Group says its grievances are meant for Fifa

Athenkosi Tsotsi Sports Reporter
Shakes Mashaba and Malombo Lechaba handing over a memorandum of demands to SAFA's Lydia Monyepao.
Shakes Mashaba and Malombo Lechaba handing over a memorandum of demands to SAFA's Lydia Monyepao.
Image: Thulani Mbele

Former Bafana Bafana coach Shakes Mashaba yesterday led a group picked by Gauteng Masters and Legends, an organisation of retired footballers, to Safa House where they delivered a memorandum of grievances addressed to Fifa. 

About 1,200 people joined the largely peaceful protest that was observed by a group of police officers.

Mashaba, the chair of the Gauteng Masters and Legends,  walked into his former employer's offices flanked by his executives, demanding that their memorandum be received by a Fifa representative.

At the end Mashaba spoke to David Fani from the Fifa development structures on the phone.

In the absence of Fani at Safa House, COO Lydia Monyepao accepted the memo. She read its contents with the nine grievances, including matters of SA Masters and Legends Football Association (SAMLFA), the Siyaya broadcast contract, latest amendments to the Safa constitution and what they described as a bloated executive.

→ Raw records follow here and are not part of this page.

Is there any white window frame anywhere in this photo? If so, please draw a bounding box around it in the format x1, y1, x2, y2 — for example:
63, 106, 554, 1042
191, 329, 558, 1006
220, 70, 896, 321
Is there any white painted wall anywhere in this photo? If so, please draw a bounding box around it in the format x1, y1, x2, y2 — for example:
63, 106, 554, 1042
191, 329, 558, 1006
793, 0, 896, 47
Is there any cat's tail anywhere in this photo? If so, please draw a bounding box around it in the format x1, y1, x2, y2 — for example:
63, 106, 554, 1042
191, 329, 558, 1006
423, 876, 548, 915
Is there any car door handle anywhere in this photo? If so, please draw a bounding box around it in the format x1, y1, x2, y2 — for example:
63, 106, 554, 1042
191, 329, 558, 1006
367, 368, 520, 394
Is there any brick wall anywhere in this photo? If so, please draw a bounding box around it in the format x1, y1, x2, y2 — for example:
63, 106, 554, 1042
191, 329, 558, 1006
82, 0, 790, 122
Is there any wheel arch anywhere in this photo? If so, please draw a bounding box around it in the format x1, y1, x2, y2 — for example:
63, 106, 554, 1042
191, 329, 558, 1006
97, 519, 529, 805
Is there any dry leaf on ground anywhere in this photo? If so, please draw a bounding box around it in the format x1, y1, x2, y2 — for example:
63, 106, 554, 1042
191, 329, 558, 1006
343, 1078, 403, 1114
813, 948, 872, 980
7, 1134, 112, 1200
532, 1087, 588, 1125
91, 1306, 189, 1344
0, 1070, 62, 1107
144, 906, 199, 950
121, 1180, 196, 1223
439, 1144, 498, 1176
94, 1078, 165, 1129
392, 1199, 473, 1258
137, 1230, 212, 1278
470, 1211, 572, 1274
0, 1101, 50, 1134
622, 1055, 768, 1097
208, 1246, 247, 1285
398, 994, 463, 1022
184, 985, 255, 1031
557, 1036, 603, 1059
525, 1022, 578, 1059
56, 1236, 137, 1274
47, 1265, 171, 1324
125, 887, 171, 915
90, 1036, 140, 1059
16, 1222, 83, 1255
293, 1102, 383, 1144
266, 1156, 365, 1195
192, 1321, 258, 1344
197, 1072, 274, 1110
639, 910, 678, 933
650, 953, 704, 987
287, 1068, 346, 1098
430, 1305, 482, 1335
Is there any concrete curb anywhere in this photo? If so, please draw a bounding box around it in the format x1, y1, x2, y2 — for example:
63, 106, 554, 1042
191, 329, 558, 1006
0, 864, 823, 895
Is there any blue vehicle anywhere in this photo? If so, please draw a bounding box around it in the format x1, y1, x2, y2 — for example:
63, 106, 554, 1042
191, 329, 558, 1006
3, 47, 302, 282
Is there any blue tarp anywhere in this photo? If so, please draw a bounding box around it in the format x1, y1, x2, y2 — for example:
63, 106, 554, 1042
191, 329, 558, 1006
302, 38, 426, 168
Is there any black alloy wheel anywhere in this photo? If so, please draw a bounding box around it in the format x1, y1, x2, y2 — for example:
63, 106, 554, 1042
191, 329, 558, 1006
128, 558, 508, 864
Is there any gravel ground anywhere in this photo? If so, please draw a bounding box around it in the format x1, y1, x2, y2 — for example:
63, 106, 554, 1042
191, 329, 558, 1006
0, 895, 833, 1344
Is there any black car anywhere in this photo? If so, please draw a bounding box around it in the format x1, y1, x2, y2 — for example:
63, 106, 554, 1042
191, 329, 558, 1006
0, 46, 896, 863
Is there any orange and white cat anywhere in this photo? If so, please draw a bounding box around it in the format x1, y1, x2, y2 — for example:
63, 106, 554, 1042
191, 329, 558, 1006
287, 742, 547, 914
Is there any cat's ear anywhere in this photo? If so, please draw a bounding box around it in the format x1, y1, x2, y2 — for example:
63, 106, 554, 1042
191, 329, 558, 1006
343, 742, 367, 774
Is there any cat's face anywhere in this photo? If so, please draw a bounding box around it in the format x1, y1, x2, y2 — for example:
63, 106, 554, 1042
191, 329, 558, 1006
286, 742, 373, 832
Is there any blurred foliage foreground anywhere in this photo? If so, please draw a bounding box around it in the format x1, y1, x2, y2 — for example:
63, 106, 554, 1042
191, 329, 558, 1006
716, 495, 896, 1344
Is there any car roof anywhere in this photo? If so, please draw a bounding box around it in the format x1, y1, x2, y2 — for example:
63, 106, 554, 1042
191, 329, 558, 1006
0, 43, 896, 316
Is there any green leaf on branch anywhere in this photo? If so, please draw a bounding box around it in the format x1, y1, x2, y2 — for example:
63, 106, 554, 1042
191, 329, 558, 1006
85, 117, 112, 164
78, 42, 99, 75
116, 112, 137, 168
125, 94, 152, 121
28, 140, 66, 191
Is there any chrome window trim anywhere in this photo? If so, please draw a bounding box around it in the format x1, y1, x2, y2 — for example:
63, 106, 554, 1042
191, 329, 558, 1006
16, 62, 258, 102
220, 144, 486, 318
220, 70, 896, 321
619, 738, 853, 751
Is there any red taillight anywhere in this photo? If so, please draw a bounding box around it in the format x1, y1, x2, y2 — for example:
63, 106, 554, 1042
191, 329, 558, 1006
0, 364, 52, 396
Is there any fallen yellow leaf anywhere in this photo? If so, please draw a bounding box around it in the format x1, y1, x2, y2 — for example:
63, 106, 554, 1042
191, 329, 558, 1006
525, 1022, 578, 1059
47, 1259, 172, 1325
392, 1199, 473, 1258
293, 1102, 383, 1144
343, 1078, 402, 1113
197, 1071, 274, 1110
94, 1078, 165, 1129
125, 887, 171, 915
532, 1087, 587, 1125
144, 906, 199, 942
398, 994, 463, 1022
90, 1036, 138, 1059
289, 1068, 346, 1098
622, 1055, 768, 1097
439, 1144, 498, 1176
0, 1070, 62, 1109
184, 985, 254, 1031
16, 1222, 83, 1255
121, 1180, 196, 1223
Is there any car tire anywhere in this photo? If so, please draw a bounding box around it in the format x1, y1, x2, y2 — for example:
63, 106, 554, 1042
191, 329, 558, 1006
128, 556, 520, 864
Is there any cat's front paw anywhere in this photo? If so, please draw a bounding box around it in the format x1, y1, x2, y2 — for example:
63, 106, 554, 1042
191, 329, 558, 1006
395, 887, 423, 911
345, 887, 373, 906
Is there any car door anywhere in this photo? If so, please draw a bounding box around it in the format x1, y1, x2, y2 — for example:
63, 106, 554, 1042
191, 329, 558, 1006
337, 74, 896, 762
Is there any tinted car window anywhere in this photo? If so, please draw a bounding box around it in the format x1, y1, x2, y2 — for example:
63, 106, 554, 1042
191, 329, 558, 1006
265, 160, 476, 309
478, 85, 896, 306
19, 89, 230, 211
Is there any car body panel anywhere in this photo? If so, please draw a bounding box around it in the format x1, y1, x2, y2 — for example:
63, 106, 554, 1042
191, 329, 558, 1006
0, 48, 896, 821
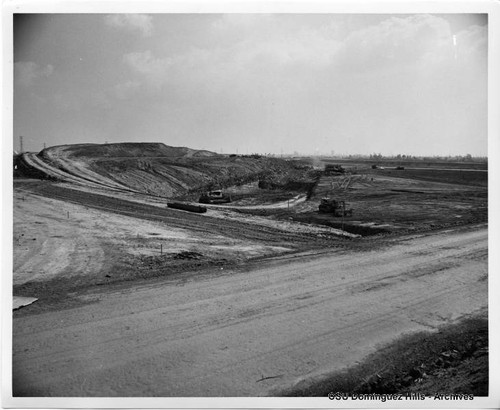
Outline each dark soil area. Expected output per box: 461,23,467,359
284,315,488,397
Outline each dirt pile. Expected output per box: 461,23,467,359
23,143,310,199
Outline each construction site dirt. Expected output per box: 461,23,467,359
13,145,488,397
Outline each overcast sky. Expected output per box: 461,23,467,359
14,14,488,155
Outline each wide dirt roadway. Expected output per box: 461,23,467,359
13,226,488,397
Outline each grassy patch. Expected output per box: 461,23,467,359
283,316,488,397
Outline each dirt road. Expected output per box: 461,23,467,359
13,227,487,397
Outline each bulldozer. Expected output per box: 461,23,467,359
318,198,352,217
198,189,231,204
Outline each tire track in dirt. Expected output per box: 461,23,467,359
17,182,333,245
14,226,487,397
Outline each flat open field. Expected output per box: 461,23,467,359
13,145,488,397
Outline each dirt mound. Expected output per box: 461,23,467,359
25,143,310,200
39,142,218,160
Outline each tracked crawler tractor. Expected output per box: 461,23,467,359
198,189,231,204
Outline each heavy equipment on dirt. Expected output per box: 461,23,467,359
318,198,352,216
325,164,345,175
198,189,231,204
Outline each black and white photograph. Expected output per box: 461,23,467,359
2,1,500,408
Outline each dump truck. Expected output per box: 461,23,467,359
318,198,352,216
198,189,231,204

The group also demanded that former players be involved in the Safa structures. They  also queried the R20.8m reportedly paid to Safa national executive committee members. 

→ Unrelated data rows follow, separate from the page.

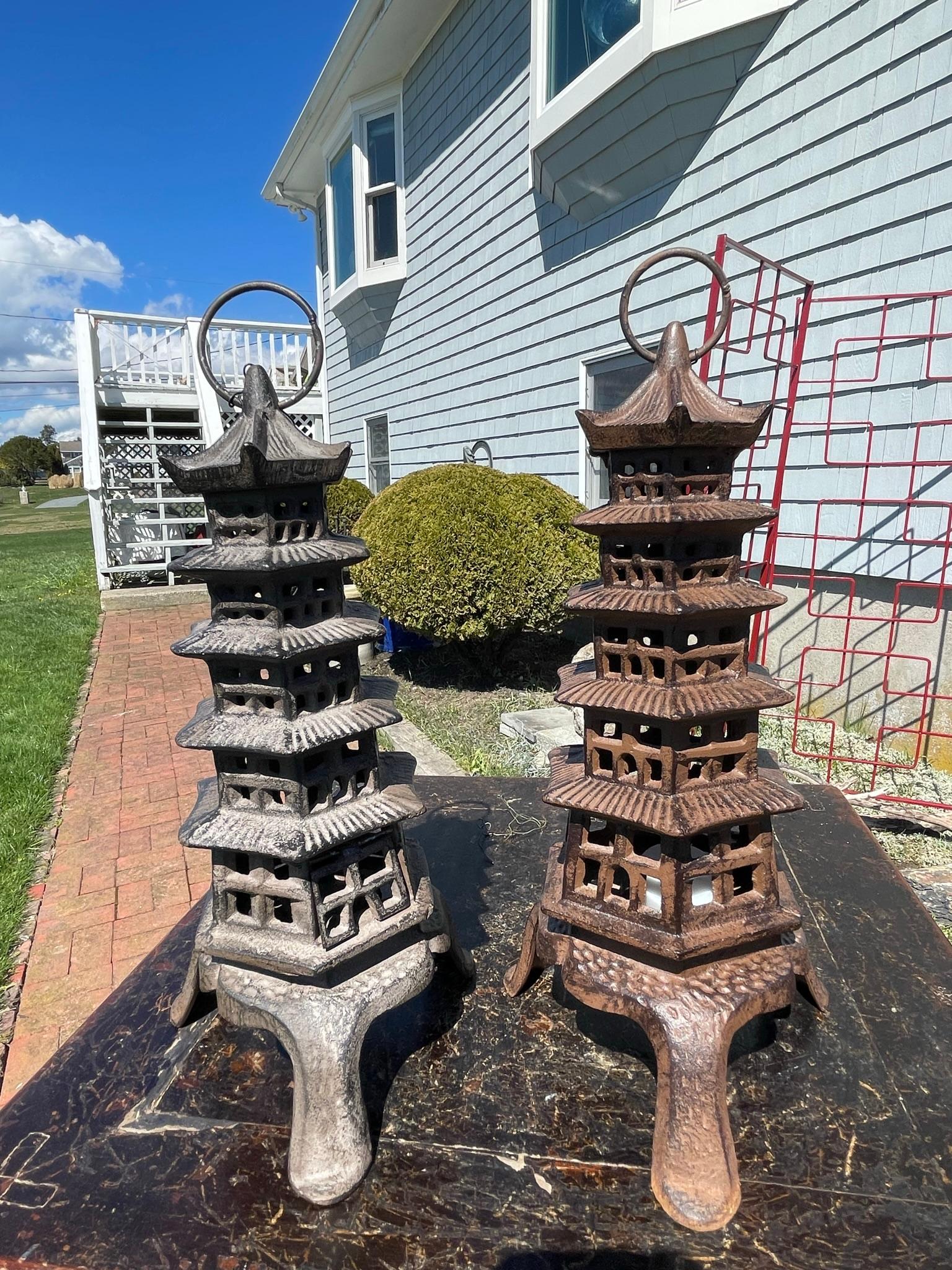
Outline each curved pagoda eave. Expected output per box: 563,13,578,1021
169,535,369,582
576,321,772,453
175,697,403,757
544,745,803,838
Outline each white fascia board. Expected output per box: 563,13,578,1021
262,0,457,207
529,0,796,151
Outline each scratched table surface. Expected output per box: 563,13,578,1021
0,777,952,1270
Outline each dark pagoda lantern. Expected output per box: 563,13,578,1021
164,282,471,1204
506,249,826,1229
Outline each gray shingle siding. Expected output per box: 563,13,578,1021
321,0,952,577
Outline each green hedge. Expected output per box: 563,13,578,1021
354,464,598,641
327,476,373,533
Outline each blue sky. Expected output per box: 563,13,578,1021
0,0,351,441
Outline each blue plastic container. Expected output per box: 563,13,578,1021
381,617,433,653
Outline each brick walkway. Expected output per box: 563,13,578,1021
0,605,213,1103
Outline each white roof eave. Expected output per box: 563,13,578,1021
262,0,456,207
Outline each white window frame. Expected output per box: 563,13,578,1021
529,0,795,161
579,343,650,507
363,411,394,495
322,84,406,309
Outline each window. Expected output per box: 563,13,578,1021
547,0,641,100
581,353,651,507
364,110,400,264
325,89,406,306
330,142,356,287
366,414,390,494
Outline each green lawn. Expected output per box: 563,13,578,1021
0,486,99,985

"I received the memorandum on behalf of Fifa after speaking to David Fani. The memorandum is from Gauteng [chapter of] SAMLFA addressing several grievances. We as Safa, we're just in the position of receiving the memorandum on behalf of Fifa and making sure it reaches the relevant hands," Monyepao said. 

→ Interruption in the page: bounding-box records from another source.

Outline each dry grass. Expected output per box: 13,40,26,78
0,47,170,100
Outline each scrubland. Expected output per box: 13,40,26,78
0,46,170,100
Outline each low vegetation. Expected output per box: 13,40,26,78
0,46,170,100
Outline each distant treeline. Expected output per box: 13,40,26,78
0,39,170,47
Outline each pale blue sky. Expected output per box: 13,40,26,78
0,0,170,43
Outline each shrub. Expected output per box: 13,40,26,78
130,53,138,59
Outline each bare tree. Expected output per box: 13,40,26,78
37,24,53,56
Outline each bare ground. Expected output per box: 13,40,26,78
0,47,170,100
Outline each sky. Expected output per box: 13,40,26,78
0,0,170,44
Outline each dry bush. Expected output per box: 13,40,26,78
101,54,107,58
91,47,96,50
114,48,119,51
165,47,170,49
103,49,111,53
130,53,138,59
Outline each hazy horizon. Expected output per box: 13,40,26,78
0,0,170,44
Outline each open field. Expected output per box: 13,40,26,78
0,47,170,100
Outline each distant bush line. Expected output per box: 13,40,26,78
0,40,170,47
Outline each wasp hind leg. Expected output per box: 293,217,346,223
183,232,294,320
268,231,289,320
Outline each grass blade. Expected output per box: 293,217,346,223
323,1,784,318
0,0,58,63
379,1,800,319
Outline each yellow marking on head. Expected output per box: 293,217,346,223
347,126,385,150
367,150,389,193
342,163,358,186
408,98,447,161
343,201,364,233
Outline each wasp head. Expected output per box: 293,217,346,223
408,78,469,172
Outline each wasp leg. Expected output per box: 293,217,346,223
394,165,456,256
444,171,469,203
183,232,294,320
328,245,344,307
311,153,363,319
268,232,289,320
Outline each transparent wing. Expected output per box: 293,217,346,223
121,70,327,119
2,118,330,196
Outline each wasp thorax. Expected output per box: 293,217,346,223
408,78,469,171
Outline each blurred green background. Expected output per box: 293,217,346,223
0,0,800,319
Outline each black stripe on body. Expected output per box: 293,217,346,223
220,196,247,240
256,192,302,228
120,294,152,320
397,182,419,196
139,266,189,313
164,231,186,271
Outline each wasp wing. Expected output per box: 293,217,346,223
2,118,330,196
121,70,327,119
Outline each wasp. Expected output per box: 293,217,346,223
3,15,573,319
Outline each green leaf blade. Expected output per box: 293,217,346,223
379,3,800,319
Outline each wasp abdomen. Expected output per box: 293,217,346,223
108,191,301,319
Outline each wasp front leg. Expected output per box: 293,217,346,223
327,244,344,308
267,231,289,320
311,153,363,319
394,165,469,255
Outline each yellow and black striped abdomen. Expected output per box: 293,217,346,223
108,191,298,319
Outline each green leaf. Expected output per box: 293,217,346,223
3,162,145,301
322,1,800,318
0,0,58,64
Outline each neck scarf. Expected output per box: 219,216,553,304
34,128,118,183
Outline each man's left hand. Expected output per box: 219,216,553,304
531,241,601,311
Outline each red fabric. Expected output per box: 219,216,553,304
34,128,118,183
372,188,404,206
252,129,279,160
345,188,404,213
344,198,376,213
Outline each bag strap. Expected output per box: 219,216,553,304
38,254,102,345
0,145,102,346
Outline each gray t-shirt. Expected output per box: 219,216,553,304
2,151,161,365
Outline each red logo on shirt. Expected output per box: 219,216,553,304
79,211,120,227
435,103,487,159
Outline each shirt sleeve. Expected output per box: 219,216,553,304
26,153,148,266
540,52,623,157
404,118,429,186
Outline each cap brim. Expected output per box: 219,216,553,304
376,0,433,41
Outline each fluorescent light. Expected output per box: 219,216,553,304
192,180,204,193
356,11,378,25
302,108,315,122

Protesters included former Safa CEO Dennis Mumble. 

"I came here to support their [ex-players'] call for a more structured recognition by the association. I think they have the right to respond to this notion that they must serve 10 years first in the LFA to be recognised as key role players in the game," Mumble said.

"It's about time we recognise them, not necessarily to become NEC members but there are committees where these guys can positively contribute to the growth of the game."